Размер шрифта
-
+

Причина остаться - стр. 25

– Мне это известно лучше, чем тебе, – деловито заявляет он. Мы закидываем на плечи рюкзаки, коротко машем остальным, и я беру под мышку свой ноутбук. Едва мы выходим из лаборатории и сворачиваем в сторону лестницы, на лице Айзека появляется ухмылка от уха до уха.

– Итак, псих, теперь мы одни, и тебе никуда не деться.

Мог бы догадаться.

– Я хочу здесь и сейчас, немедленно услышать все о девчонке, которая довела Седрика Бенедикта до позорной ошибки новичка.

Я взъерошиваю волосы:

– Она сказала «нет», вот и все. Для парня вроде меня это жестко. Я к такому не привык.

Айз смеется и мотает головой:

– Ты правда думаешь, что так от меня отделаешься? Кто она такая, и откуда ты ее знаешь? Она с нашего курса?

– Нет.

– Минуточку. – Он спотыкается. – Тогда откуда ты ее знаешь? Ты же вообще никуда никогда не ходишь!

Все не так уж и плохо, как он говорит.

– Она была на торжестве по случаю открытия музея. Туда я, например, ходил, если помнишь.

– Серьезно? Значит, я ее видел?

– Да, определенно. Красивое платье, уродские туфли.

– Это подходит под описание всех женщин, которые туда приехали.

Возможно. Но тем не менее в Билли было нечто… особенное.

– Детали, Седрик. И почему ты весь вечер зависал со мной, если там крутилась девчонка, которая тебе…

– Потому что она ушла, когда я пришел.

Сейчас Айзек по-настоящему хохочет, так громко, что на нас оглядывается компания студенток.

– Старик. Ты ее сразу спугнул? Да что у вас там стряслось?

– Длинная история. Она рассказала мне, что как раз украла какую-то окаменелость и теперь должна скрыться.

– Что… стой, что? – С лицом Айзека творятся странные вещи. Нормальные люди приподнимают брови, талантливые – одну. Айзек же выгибает свою левую бровь лесенкой с двумя ступеньками, что придает его изумлению особую драматичность. Он любит драматичность.

– Это просто шутка. Кажется. – Я до сих пор не в курсе, почему она бросилась бежать, как Золушка, когда часы пробили полночь. – Но меня постоянно мучает вопрос, а что, если она не шутила? Может, правда…

– Ууух. – Бровь Айзека вновь принимает обычную форму. – Ты просто не можешь перестать думать о ней, да?

– Хмпф.

– Ты думал не о своих водорослях, этих скользких мелких засранцах, когда работал над документом, а о неприличных местах мисс… как ее зовут?
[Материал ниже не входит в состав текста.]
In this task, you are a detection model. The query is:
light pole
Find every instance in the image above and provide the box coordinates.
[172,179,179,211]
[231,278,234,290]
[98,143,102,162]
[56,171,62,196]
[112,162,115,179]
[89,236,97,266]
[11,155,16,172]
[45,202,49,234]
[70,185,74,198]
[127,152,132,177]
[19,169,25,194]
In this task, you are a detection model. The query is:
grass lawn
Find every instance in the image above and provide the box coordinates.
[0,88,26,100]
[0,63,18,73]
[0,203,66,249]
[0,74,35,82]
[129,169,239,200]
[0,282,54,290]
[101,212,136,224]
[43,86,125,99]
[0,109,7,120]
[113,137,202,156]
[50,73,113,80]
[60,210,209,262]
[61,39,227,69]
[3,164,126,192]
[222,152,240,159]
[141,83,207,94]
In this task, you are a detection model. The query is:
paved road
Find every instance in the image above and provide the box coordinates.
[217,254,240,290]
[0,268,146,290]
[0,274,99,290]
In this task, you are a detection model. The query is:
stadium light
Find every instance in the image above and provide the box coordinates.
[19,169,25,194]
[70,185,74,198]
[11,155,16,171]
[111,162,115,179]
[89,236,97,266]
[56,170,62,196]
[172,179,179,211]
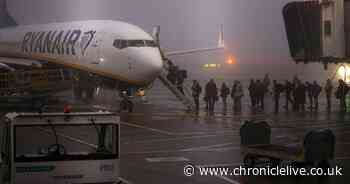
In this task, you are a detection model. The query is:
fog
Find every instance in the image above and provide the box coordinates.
[8,0,340,80]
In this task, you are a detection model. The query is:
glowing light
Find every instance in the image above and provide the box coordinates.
[209,64,216,68]
[137,89,146,97]
[203,63,221,68]
[226,56,236,65]
[337,65,350,82]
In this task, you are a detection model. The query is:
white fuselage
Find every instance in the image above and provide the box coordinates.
[0,20,163,85]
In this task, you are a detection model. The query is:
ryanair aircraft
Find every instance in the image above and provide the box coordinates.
[0,0,224,90]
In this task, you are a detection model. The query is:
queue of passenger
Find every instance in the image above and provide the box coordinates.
[192,75,350,113]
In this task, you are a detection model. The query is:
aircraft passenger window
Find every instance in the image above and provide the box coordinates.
[145,40,157,47]
[128,40,145,47]
[113,40,128,49]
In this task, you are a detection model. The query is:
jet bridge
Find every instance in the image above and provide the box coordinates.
[283,0,350,68]
[158,60,196,111]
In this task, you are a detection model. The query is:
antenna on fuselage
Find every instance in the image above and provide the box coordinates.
[0,0,17,28]
[152,26,160,45]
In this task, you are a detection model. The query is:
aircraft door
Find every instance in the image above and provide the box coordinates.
[80,31,102,65]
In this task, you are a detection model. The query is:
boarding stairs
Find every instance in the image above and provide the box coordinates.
[158,59,196,111]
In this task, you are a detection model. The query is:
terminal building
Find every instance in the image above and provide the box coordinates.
[283,0,350,68]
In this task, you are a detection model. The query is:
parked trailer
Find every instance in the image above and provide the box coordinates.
[240,122,335,168]
[0,112,120,184]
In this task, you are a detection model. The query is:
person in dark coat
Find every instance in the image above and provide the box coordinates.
[205,79,218,113]
[296,81,306,112]
[335,80,349,112]
[324,79,333,111]
[220,83,230,107]
[191,80,202,112]
[312,81,322,111]
[231,80,244,113]
[305,82,314,110]
[284,80,293,111]
[273,80,284,113]
[256,80,266,110]
[248,79,256,108]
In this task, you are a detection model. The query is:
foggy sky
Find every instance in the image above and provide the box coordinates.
[8,0,290,63]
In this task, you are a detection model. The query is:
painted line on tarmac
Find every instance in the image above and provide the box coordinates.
[195,165,241,184]
[120,122,174,135]
[119,177,133,184]
[122,146,241,155]
[145,157,190,163]
[120,122,238,136]
[123,134,238,144]
[183,142,233,151]
[38,128,98,149]
[198,162,242,167]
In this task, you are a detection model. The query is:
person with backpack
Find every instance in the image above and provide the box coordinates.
[192,80,202,112]
[205,79,218,113]
[220,82,230,107]
[312,81,322,111]
[231,81,244,113]
[324,79,333,111]
[335,79,349,112]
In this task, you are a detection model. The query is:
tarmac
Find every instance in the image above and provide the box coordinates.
[117,82,350,184]
[3,80,350,184]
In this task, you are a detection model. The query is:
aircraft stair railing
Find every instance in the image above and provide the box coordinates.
[158,69,195,111]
– Билли. Да, наверно. Нет! На самом деле нет. Совсем нет! – Скорее о ее больших темных глазах. О разочаровании в них, после того как я попробовал без особого мелодраматизма объяснить ей… твою мать. Что я говнюк, который не хочет им быть. Прекрасно получилось, я от себя в восторге.
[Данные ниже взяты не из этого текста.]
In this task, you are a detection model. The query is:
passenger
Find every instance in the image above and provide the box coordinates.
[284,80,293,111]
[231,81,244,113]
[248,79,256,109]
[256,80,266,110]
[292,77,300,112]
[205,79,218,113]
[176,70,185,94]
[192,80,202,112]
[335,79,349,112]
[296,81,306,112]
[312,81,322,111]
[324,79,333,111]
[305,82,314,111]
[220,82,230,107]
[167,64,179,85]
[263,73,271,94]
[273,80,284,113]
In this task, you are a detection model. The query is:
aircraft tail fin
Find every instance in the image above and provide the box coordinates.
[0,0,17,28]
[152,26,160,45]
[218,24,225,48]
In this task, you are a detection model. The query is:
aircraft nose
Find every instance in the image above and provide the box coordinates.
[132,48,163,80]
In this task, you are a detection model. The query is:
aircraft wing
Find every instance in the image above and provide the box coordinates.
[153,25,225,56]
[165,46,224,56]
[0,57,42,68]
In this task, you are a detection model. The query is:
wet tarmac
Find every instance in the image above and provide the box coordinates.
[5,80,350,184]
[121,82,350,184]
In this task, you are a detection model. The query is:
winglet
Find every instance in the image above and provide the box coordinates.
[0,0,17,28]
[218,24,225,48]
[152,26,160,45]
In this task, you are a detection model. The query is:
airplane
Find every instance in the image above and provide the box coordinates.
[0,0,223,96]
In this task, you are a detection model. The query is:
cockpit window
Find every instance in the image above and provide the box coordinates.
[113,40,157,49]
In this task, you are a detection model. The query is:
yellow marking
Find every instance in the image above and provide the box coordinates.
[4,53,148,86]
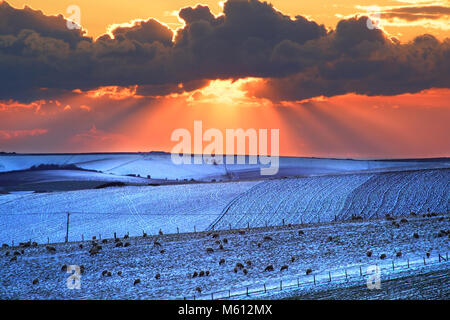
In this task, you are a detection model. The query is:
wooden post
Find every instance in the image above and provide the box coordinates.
[66,212,70,243]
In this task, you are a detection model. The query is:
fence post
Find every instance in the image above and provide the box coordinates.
[65,212,70,243]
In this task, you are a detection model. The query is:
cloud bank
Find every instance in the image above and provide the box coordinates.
[0,0,450,102]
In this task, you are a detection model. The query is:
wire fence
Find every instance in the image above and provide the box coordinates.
[0,211,448,245]
[177,252,449,300]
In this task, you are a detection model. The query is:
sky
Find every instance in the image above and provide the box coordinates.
[0,0,450,158]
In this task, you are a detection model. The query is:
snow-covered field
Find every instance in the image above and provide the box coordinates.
[0,181,258,244]
[0,214,450,299]
[212,169,450,229]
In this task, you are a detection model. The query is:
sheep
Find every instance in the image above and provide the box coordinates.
[264,264,273,271]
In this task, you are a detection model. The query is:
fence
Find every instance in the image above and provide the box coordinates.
[177,252,450,300]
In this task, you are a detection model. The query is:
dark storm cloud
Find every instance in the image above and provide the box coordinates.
[0,0,450,101]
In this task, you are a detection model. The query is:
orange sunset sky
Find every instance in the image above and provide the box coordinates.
[0,0,450,158]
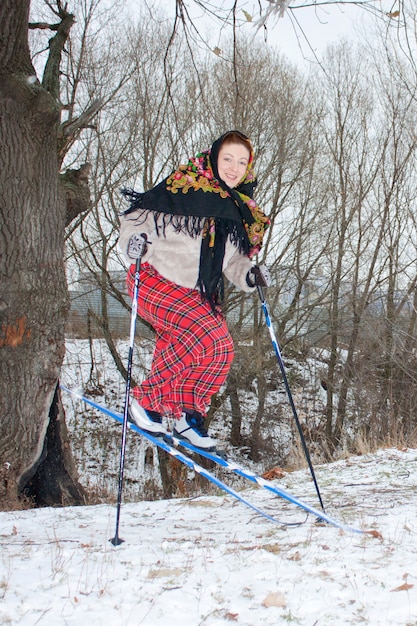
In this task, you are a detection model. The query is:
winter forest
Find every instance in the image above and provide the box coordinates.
[0,0,417,509]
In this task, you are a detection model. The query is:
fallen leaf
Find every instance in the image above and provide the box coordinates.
[262,466,285,480]
[365,530,383,539]
[391,583,414,591]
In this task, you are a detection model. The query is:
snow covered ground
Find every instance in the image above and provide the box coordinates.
[0,449,417,626]
[0,342,417,626]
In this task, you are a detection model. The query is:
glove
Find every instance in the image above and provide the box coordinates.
[127,233,148,259]
[246,265,272,287]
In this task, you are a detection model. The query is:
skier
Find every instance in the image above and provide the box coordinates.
[119,130,270,450]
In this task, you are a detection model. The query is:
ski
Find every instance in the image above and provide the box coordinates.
[60,385,365,534]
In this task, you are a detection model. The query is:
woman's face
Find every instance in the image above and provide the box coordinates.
[217,143,250,188]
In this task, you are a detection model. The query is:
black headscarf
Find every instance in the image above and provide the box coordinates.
[122,130,269,309]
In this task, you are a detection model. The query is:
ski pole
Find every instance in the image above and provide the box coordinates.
[257,285,324,511]
[109,233,147,546]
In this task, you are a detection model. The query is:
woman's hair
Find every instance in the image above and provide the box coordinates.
[221,130,253,154]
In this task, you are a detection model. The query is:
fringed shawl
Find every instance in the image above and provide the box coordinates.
[122,131,270,308]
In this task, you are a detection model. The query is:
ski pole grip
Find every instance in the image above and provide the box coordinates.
[127,233,148,259]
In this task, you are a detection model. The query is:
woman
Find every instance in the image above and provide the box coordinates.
[119,131,269,449]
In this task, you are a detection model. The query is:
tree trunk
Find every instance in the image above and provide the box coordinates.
[0,0,84,506]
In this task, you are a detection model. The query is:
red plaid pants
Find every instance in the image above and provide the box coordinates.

– Ты больше не можешь спать. Не можешь есть!

– Давай не преувеличивать!

– У тебя в колонках играет Эд Ширан? – Айзек смеется, как будто Эд Ширан – это полный абсурд. Притом что этот парень написал парочку реально неплохих песен. Взгляд Айзека встречается с моим, и его смех стихает. – Черт, чувак. Серьезно? Эд Ширан? Что пошло не так?

– Я туповато выразился. О’кей, я очень тупо выразился. А потом она вдруг унеслась прочь на своем Гомере – просто не спрашивай, Айз! – и теперь считает, что я козел.

– А ты, конечно, не он.

– Не он же!

– Это трагедия, Седрик. Что будешь делать?

– Исправлю файл. А потом спущу штаны перед Ллойдом и…

– Не делай так, он не любит члены! И киски тоже, поверь мне. Он просто всех ненавидит. А что сделаешь после падения на колени перед Ллойдом?